Consider the most basic aspect of the word as we use it today. A curator is an arbiter, someone who distinguishes between what is good and what is bad. Curators tell us what to welcome and what to exclude, what to keep and what to toss. They make judgments. They define what is legitimate and what is not.

But curators don’t make these judgments subjectively or out of the blue, as would chefs or gourmands or other sorts of fussy people. No, curators are professional arbiters of taste and judgment, handing down their verdicts on news stories or pot roasts from a position of dignity and certified authority.

The word is deeply associated with academic achievement. Gallery curators are often people with advanced degrees, and “curation” and its variants are sometimes used to describe certain kinds of university officials.
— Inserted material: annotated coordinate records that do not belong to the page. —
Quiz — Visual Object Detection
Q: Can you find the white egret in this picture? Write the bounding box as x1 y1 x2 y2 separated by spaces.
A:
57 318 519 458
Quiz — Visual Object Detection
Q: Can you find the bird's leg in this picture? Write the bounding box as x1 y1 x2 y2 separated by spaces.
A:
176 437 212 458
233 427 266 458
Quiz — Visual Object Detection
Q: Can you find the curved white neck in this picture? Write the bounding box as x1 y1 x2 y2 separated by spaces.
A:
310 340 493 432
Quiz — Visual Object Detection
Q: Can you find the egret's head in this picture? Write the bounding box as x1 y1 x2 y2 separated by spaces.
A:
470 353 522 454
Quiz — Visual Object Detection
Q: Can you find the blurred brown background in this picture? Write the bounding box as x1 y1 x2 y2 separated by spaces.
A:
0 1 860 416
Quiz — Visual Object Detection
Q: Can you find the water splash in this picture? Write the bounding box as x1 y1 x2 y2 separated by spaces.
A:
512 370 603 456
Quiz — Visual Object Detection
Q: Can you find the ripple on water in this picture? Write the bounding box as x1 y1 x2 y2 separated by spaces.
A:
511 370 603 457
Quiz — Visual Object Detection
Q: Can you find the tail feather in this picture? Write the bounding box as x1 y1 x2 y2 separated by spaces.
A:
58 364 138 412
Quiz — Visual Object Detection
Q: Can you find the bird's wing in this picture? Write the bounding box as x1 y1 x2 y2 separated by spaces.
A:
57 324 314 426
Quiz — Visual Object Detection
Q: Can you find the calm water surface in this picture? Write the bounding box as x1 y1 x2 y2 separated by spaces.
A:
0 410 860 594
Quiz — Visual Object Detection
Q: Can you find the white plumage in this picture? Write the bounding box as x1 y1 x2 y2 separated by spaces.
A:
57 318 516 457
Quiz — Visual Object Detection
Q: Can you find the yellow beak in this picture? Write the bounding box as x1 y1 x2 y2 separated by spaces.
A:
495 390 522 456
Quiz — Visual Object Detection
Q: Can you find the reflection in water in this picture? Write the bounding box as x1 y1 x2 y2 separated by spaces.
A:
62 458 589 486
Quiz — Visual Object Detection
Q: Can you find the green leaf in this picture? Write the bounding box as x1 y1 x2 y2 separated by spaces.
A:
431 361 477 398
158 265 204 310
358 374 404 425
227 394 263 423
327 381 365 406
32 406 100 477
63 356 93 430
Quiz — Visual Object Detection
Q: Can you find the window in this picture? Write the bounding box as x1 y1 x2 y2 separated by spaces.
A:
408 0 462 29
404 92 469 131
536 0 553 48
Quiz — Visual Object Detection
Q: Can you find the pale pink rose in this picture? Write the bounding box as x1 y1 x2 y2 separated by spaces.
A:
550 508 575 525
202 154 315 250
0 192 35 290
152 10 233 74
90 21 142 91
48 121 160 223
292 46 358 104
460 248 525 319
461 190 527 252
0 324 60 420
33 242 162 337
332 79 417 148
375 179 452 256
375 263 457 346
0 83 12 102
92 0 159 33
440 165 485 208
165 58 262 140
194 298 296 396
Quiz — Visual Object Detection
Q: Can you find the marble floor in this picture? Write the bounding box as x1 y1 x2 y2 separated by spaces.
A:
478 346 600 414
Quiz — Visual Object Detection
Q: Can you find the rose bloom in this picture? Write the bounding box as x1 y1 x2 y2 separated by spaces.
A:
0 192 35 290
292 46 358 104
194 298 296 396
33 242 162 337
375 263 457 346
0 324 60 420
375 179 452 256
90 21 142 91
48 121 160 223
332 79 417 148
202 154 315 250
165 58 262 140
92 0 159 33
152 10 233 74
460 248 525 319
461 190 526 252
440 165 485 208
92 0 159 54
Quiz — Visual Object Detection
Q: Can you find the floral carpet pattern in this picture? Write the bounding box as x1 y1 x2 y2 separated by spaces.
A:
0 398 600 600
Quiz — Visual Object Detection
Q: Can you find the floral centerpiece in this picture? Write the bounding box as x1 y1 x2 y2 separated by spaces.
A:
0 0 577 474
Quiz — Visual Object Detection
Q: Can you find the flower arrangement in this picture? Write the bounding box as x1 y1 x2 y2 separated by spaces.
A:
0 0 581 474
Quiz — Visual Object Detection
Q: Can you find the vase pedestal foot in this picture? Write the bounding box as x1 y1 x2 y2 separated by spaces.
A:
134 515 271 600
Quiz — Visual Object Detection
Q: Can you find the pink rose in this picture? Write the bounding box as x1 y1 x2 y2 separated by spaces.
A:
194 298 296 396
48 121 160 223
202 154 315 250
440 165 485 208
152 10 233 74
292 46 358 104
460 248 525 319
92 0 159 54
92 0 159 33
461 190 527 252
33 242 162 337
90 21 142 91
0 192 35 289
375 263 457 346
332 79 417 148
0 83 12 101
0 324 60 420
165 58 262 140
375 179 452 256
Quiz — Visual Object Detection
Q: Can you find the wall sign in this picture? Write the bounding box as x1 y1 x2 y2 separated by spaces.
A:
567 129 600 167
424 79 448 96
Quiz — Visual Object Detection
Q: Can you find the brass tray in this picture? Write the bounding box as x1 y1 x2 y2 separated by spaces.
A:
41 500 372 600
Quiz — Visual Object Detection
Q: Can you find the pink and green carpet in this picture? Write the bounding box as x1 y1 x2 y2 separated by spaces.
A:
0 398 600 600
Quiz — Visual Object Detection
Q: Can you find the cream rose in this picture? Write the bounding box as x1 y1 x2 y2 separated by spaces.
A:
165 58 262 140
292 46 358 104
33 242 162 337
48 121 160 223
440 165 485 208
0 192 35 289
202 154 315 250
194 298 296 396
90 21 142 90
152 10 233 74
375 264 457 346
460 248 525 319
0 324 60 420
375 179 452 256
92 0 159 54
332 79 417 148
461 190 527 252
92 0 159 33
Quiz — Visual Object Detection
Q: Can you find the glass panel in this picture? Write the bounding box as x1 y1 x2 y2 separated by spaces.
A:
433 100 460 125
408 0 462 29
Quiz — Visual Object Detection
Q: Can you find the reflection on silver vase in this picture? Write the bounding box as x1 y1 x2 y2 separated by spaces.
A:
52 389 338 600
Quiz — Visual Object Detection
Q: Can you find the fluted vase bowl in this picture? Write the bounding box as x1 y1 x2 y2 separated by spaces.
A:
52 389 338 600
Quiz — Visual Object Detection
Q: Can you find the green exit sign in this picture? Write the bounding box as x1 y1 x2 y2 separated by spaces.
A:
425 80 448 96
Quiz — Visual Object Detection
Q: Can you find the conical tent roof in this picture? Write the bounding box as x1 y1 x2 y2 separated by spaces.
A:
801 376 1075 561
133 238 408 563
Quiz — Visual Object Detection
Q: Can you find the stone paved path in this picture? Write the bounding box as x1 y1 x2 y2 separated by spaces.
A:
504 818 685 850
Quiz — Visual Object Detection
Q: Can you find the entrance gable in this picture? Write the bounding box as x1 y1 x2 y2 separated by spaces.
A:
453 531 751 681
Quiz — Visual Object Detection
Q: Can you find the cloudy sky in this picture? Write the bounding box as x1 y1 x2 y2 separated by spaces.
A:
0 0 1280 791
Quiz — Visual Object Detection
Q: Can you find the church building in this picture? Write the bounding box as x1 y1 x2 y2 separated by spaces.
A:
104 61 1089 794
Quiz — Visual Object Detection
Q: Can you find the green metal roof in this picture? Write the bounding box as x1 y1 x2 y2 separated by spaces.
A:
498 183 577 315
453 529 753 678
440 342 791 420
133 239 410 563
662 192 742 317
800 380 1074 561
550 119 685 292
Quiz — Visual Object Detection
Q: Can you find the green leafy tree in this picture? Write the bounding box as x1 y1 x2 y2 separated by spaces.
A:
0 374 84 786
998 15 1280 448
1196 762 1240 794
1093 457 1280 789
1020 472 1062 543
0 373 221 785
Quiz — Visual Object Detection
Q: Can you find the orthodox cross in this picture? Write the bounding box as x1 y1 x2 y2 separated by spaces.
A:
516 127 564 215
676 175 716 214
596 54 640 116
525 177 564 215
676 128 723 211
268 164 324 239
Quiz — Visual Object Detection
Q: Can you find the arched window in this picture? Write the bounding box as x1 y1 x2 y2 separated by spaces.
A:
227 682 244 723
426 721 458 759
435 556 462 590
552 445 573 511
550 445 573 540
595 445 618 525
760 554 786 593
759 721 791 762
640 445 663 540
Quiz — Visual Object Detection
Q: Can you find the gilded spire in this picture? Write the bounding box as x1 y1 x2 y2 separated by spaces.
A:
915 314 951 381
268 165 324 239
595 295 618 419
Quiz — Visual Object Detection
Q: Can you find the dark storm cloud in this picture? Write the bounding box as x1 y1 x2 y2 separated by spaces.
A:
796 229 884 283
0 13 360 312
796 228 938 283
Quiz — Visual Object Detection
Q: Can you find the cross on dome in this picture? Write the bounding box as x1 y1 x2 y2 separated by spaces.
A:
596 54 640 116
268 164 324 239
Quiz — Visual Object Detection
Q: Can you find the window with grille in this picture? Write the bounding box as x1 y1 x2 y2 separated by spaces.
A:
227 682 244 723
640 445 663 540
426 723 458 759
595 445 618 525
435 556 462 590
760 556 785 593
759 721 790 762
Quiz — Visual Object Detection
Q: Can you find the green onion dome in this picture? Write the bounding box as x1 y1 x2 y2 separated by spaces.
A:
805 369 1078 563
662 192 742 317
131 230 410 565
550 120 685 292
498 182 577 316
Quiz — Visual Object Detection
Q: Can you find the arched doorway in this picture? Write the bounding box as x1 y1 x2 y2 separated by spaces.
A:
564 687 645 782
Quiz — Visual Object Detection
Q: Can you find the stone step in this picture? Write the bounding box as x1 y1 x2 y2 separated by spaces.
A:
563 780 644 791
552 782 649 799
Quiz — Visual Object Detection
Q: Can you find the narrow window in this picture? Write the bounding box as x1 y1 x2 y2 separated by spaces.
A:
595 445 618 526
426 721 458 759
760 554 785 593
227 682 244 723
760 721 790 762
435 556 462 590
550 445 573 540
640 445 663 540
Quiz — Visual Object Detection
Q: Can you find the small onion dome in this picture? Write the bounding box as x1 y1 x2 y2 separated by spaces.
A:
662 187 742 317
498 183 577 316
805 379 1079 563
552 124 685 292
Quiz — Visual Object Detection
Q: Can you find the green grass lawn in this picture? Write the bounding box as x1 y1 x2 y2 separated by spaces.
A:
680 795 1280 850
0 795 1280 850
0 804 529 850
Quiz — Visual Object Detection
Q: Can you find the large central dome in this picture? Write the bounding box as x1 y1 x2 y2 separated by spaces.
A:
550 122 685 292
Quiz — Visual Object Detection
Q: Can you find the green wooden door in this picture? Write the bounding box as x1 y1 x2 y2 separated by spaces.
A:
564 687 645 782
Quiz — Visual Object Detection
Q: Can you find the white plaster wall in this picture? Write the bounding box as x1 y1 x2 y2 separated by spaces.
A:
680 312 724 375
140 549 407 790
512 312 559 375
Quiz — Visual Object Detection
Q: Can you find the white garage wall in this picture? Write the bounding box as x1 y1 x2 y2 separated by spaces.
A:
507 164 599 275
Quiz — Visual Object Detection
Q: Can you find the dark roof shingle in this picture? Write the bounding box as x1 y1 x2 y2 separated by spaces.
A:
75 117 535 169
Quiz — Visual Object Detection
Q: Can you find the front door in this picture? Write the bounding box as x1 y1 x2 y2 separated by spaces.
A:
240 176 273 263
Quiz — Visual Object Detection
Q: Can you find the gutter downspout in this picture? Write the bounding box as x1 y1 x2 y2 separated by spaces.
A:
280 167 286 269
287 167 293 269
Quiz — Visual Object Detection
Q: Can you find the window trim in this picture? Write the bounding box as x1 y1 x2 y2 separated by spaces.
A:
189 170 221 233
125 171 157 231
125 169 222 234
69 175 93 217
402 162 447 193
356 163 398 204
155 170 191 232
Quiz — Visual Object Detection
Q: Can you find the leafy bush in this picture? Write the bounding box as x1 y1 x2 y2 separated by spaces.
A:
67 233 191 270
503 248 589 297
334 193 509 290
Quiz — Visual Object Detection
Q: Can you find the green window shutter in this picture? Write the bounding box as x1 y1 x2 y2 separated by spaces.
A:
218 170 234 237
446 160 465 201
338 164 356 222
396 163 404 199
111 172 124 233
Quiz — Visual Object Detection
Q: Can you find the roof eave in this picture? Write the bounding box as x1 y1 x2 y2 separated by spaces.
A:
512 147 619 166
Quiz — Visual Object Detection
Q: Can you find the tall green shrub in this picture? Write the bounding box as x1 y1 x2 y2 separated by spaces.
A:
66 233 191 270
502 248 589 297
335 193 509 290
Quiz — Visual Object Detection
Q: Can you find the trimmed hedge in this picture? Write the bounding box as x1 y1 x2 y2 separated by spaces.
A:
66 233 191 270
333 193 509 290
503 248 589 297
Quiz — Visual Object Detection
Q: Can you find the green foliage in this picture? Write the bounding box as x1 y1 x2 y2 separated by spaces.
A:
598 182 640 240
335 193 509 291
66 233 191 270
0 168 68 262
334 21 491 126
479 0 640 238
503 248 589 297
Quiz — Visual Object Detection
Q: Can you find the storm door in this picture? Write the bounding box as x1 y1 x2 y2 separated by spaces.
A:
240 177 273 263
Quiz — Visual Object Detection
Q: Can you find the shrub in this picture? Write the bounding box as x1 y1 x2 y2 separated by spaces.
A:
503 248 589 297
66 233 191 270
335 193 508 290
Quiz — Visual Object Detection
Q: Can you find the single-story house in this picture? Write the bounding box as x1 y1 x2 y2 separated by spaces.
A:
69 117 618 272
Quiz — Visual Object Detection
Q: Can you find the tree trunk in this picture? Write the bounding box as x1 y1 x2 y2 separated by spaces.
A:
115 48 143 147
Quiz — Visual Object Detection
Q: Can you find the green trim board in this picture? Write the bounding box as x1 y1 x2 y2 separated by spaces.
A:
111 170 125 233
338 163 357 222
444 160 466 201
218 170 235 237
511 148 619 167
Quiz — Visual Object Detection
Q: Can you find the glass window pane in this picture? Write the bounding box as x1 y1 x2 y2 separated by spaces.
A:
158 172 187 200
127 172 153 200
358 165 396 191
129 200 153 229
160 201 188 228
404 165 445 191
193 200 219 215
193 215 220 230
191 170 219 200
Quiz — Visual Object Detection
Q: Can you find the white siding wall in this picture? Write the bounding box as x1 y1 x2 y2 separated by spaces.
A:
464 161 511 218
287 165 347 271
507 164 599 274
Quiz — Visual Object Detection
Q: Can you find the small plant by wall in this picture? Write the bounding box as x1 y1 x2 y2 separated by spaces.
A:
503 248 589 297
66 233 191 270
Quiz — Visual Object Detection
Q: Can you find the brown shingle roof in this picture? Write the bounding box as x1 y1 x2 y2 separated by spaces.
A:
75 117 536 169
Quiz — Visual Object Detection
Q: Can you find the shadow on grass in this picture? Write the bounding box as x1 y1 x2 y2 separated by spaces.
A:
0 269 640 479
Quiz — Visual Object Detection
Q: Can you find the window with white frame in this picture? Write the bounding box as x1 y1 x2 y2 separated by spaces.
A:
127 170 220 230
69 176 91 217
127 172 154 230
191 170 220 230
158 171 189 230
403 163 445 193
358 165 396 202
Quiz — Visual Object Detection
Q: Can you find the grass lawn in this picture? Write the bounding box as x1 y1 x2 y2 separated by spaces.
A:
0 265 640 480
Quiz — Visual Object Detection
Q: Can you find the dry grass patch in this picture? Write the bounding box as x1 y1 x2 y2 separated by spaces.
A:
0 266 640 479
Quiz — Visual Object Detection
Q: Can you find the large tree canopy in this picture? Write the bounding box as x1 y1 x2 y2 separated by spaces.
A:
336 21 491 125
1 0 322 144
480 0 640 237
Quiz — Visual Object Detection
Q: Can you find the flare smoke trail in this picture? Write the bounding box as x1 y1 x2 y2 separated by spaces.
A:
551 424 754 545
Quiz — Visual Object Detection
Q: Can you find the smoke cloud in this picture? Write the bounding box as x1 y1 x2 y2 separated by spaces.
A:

The highest officers of the University of Missouri, for example, are called curators, and at Bennington College, even prospective students are encouraged to think of themselves as curators—curators, that is, of their applications to associate with this illustrious institution. As Bennington’s magazine puts it, they are invited to “curate their submissions and engage in the admissions process as a learning experience.”

It’s all about social status, in other words, and the eternal desire of Americans to claw their way upward by means of some fancy-sounding euphemism. Back in the 1980s, English professor Paul Fussell set down a list of occupations that had contrived to class themselves up by adopting longer names that sounded more professional. “In many universities,” he wrote,
what used to be the bursar is now the disbursement officer, just the way what used to be an undertaker (already sufficient as a euphemism, one would think) is now a funeral director, an advance of two whole syllables. . . . Selling is raised to retailing or marketing, or even better, to merchandising, an act that exactly doubles its syllables, while sales manager in its turn is doubled by being raised to Vice-President, Merchandising. The person on the telephone who used to provide Information now gives . . . Directory Assistance, which is two syllables grander.
And so experts of every kind have in our time been promoted to curators, which is not just a longer word but one that carries grand professional implications.

Curatolatry also imparts a certain smiling friendliness to expertise. Long ago, a “curator” was a medical worker of some indeterminate sort—someone charged with curing, basically. And even today we can see that curators do what they do not because they are greedy or snobbish but because they want to nurture the public. This is especially important as scandals ripple through profession after profession: accounting, appraising, investment banking, medicine, and so on. A curator would never use monopoly power to gouge users of some prescription medicine, for example. They care about us too much. They are not dictators; they are explainers, to mention another occupation that is much in vogue nowadays. They just want to help you to learn and understand. They are authority figures, yes, but they are lovable and benevolent ones.

And they are infinitely adaptable. Curatorial authority can be counted on to fine-tune your taste in food, your news consumption—even, in all likelihood, your ideological worldview. And with every sphere of American experience so promiscuously aestheticized, the curatorial reflex can be understood as something that a benevolent class of tastemakers and enlightened celebrities is selflessly undertaking for your own good. That’s why, for example, self-appointed celebrity pundits such as Lena Dunham and Alec Baldwin claim improbable perches in the protest culture of liberalism—and why Meryl Streep, who laid into Trump on the press’s behalf at the Golden Globe awards, has acquired the status of a twenty-first-century Edward R. Murrow.